In order to truly create a secure environment, companies can not only worry about preventing actors from getting in. Companies must ensure that even if actors do get in, measures are in place preventing harmful exploitation. To remain in compliance with Michigan’s NAIC Data Security Model Law, enterprises must leverage both network and database encryption with a comprehensive and holistic approach or solution.
1) Who does this law concern?
This NAIC Insurance Data Security Model Law applies to “Licensees,” defined as: “any person licensed, authorized to operate, or registered, or required to be licensed, authorized, or registered pursuant to the insurance laws of this State but shall not include a purchasing group or a risk retention group chartered and licensed in a state other than this State or a Licensee that is acting as an assuming insurer that is domiciled in another state or jurisdiction.”
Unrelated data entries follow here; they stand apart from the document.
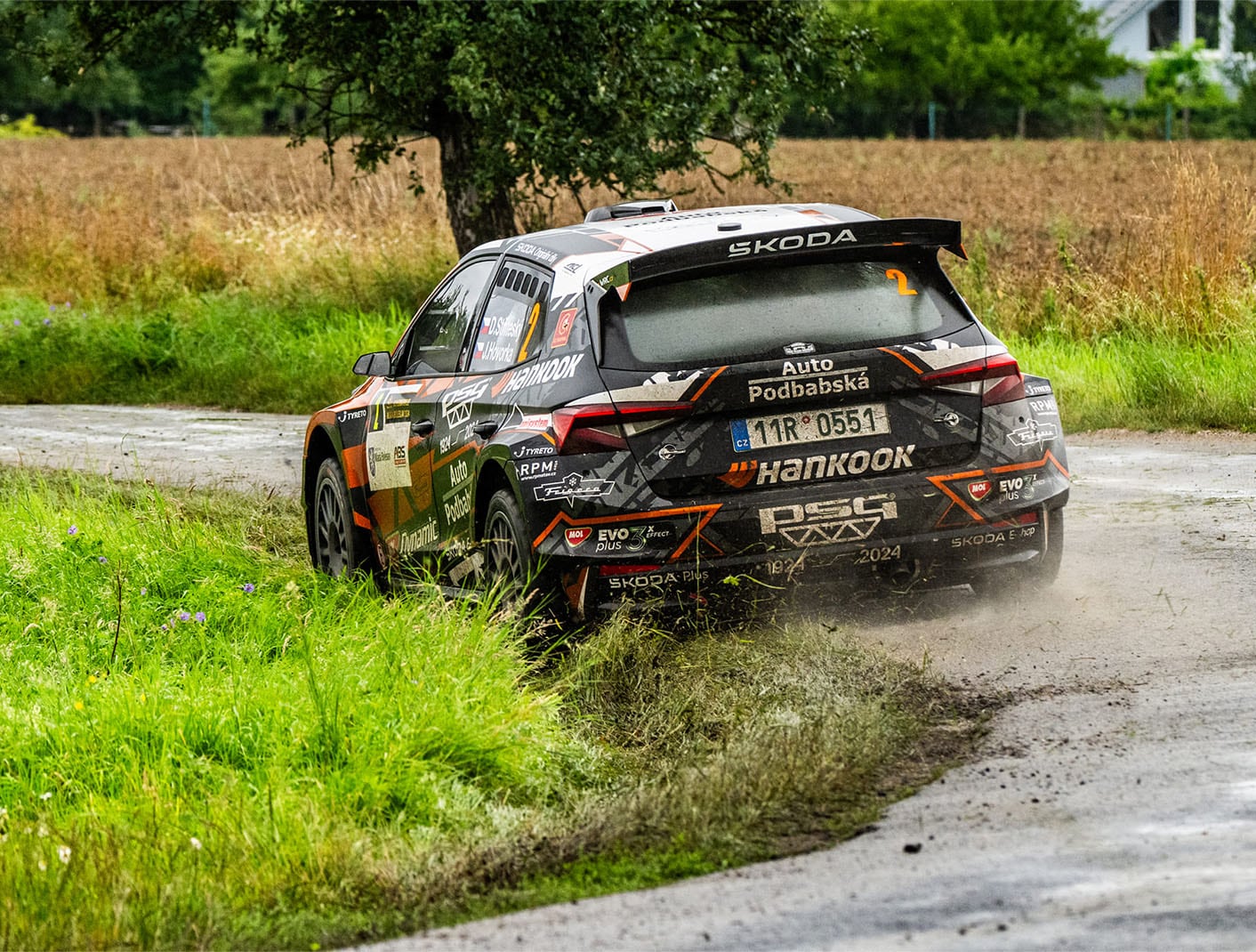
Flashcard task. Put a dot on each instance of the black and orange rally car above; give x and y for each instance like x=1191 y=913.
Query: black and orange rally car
x=653 y=402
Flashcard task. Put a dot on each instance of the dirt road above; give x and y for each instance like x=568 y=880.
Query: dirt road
x=1115 y=805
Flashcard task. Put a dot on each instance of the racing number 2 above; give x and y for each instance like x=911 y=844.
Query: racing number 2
x=896 y=275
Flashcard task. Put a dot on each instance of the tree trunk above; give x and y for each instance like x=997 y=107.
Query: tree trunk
x=476 y=214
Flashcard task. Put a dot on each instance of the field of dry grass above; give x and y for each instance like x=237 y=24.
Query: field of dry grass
x=1075 y=220
x=1123 y=270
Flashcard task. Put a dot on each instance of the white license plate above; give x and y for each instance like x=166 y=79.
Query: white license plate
x=809 y=426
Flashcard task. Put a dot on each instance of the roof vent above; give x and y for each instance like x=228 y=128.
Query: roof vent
x=631 y=210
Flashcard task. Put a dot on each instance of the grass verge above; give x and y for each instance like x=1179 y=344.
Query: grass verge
x=222 y=350
x=207 y=745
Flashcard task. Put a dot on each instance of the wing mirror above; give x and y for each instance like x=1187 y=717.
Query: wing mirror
x=377 y=365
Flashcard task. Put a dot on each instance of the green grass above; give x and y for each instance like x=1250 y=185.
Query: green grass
x=226 y=350
x=311 y=762
x=1146 y=383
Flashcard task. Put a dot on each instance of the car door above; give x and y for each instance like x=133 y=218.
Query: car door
x=506 y=335
x=406 y=426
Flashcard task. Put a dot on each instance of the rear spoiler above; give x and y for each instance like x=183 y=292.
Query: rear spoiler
x=792 y=244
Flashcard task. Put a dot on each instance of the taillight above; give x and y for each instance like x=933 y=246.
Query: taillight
x=999 y=375
x=600 y=427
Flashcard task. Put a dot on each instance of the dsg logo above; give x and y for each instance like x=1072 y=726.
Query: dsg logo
x=839 y=520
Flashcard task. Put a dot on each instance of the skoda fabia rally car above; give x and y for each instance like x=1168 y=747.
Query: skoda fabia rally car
x=656 y=405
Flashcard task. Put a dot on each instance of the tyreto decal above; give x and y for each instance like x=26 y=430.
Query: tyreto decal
x=387 y=442
x=838 y=520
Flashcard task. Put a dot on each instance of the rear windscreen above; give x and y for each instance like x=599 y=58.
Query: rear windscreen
x=752 y=314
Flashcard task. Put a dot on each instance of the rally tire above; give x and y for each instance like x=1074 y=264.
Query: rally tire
x=337 y=545
x=508 y=557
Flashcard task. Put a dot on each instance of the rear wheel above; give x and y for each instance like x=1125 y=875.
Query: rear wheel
x=508 y=555
x=337 y=545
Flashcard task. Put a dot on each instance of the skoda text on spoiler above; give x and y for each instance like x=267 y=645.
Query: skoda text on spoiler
x=642 y=406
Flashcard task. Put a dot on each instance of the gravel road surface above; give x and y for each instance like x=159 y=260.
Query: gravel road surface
x=1113 y=806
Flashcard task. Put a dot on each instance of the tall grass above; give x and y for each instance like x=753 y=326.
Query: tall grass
x=207 y=745
x=238 y=271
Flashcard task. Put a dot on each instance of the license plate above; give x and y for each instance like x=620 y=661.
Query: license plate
x=809 y=426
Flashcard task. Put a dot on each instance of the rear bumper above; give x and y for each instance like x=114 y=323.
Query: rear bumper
x=938 y=557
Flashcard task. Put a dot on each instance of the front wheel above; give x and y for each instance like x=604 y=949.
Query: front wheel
x=337 y=545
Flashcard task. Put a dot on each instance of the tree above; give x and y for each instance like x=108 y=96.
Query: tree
x=521 y=95
x=985 y=64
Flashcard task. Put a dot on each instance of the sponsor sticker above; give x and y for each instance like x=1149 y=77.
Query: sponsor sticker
x=995 y=537
x=1033 y=433
x=793 y=384
x=884 y=458
x=573 y=486
x=656 y=579
x=566 y=320
x=386 y=445
x=535 y=470
x=578 y=537
x=790 y=243
x=841 y=520
x=417 y=540
x=980 y=488
x=631 y=539
x=560 y=368
x=456 y=405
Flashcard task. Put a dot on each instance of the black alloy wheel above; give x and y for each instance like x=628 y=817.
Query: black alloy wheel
x=338 y=548
x=508 y=555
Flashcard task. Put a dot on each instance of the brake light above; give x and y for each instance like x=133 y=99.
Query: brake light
x=600 y=427
x=999 y=375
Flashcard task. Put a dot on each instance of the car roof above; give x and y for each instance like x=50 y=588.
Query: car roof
x=643 y=234
x=589 y=249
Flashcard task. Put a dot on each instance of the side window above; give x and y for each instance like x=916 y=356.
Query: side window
x=436 y=335
x=510 y=330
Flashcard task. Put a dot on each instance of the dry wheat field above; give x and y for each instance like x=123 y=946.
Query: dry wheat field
x=1081 y=222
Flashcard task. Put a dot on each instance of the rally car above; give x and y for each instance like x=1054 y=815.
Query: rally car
x=658 y=405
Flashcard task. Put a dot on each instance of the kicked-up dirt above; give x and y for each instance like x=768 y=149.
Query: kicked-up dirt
x=1113 y=804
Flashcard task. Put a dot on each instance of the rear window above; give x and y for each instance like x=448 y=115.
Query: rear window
x=752 y=314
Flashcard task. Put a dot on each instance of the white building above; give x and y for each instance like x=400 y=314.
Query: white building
x=1138 y=29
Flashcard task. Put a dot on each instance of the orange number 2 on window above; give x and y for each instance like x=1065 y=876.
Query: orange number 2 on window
x=896 y=275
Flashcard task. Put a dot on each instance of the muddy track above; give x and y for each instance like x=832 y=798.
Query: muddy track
x=1113 y=804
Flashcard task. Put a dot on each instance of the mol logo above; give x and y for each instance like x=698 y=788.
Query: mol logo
x=576 y=537
x=839 y=520
x=980 y=488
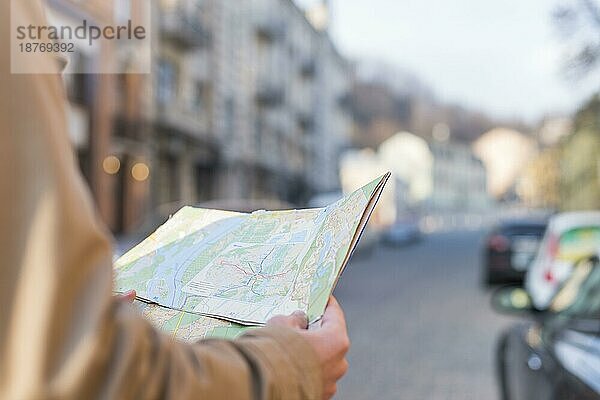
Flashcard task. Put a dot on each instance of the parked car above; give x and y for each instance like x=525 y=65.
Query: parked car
x=557 y=354
x=569 y=237
x=509 y=249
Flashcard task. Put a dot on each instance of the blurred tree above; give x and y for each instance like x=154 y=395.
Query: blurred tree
x=579 y=24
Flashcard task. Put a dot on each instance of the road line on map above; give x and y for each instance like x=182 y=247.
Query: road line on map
x=177 y=326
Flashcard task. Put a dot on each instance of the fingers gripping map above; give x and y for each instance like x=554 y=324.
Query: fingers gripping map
x=243 y=268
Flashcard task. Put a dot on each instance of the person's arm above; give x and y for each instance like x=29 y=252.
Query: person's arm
x=62 y=334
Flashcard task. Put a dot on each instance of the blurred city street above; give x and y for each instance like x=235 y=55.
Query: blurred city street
x=420 y=322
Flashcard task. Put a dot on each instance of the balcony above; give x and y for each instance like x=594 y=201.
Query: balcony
x=306 y=121
x=308 y=69
x=184 y=28
x=173 y=118
x=269 y=95
x=270 y=29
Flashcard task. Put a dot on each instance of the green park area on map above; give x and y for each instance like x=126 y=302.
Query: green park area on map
x=217 y=273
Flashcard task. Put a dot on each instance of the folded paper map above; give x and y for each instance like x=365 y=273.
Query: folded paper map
x=214 y=273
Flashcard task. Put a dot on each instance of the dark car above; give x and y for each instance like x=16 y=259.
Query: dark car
x=556 y=356
x=509 y=249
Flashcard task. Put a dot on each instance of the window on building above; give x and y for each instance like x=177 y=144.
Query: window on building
x=199 y=97
x=122 y=11
x=167 y=82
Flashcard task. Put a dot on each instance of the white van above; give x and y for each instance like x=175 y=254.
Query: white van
x=569 y=237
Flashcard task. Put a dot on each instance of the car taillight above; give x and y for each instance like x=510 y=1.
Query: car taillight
x=553 y=245
x=498 y=243
x=549 y=276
- Insurance carriers of all sizes
- Individuals providing insurance-related services
- Firms including agency and brokerage businesses
- Insurance companies
- Companies that are not typically considered to be in the insurance industry but offer insurance packages as a component of their business are covered by this law, including car rental companies, travel agencies, etc.
Not included: Licensees with fewer than 10 employees
2) When does this law take effect?
Michigan formally passed House Bill No. 6491 on Dec. 28, 2018. The law becomes effective on Jan. 20, 2021, with licensees having until Jan. 20, 2022 to implement these changes.
3) What are the requirements of this law?
- Yearly Security Risk Assessments
- Breach notification within 10 days after discovery
- Implementation of an information security program based off the results of the Security Risk Assessment
- Designate one or more employees, an affiliate, or an outside vendor to be responsible for the information security program
- Place authentication controls to restrict access on information systems holding nonpublic information
- Restrict access at physical locations containing nonpublic information
- Encrypt nonpublic information being transmitted over an external network and being stored on portable devices
- Adapt secure in-house development practices and evaluate the security of externally developed applications
- Develop, implement, and maintain procedures for the secure disposal of nonpublic information
- Implement measures to protect against threat to nonpublic information from environmental hazards
- Include audit trails within the information security program to detect cybersecurity events
- Regularly test and monitor systems and procedures
- Create a written incidence response plan designed to recover from a cybersecurity event
Josh Levine is an account executive at Oracle (Michigan), where he leverages the company’s market-leading database, middleware, and business intelligence platforms to help companies turn their high growth into sustained excellence.